Paris Wants to Keep Central Neighborhoods From Becoming 'Ghettos for the Rich'
Paris Wants to Keep Central Neighborhoods From Becoming 'Ghettos for the Rich'
Dec 19, 2014 By FEARGUS O'SULLIVAN Read More: http://www.citylab.com/housing/2014/...e-rich/383936/ En Français: http://www.huffingtonpost.fr/ian-bro...b_6336106.html Quote:
http://patrimoine.lesechos.fr/patrim...is-1076436.php http://patrimoine.lesechos.fr/medias...4026698812.jpg |
Big noise for almost nothing, this may look ambitious but in reality it will have almost very few effect.

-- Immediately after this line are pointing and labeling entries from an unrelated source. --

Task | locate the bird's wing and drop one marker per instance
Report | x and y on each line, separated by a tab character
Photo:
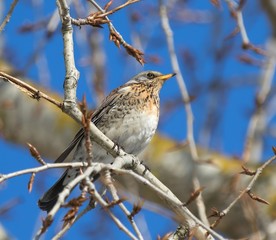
106	105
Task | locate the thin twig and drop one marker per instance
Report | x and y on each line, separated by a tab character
107	179
185	97
180	80
8	16
31	91
117	38
260	99
105	206
249	186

The problem is that instead of being effective, it sends a bad signal to the owners (don't sell during Hidalgo's mandate). This will not have any effect against the gentrification, the majority of inhabitants are tenants, especially in the concerned areas. |
I'm confused by the map. Aren't those the least gentrified areas, not the most gentrified? Are they just trying to prevent future displacement in more affordable areas?
I would imagine 5th, 6th, 7th, 8th, and 16th would be most expensive, though I could be wrong. |
Indeed, this is more about trying to slow down the gentrification rather than putting more lower incomes in wealthy areas.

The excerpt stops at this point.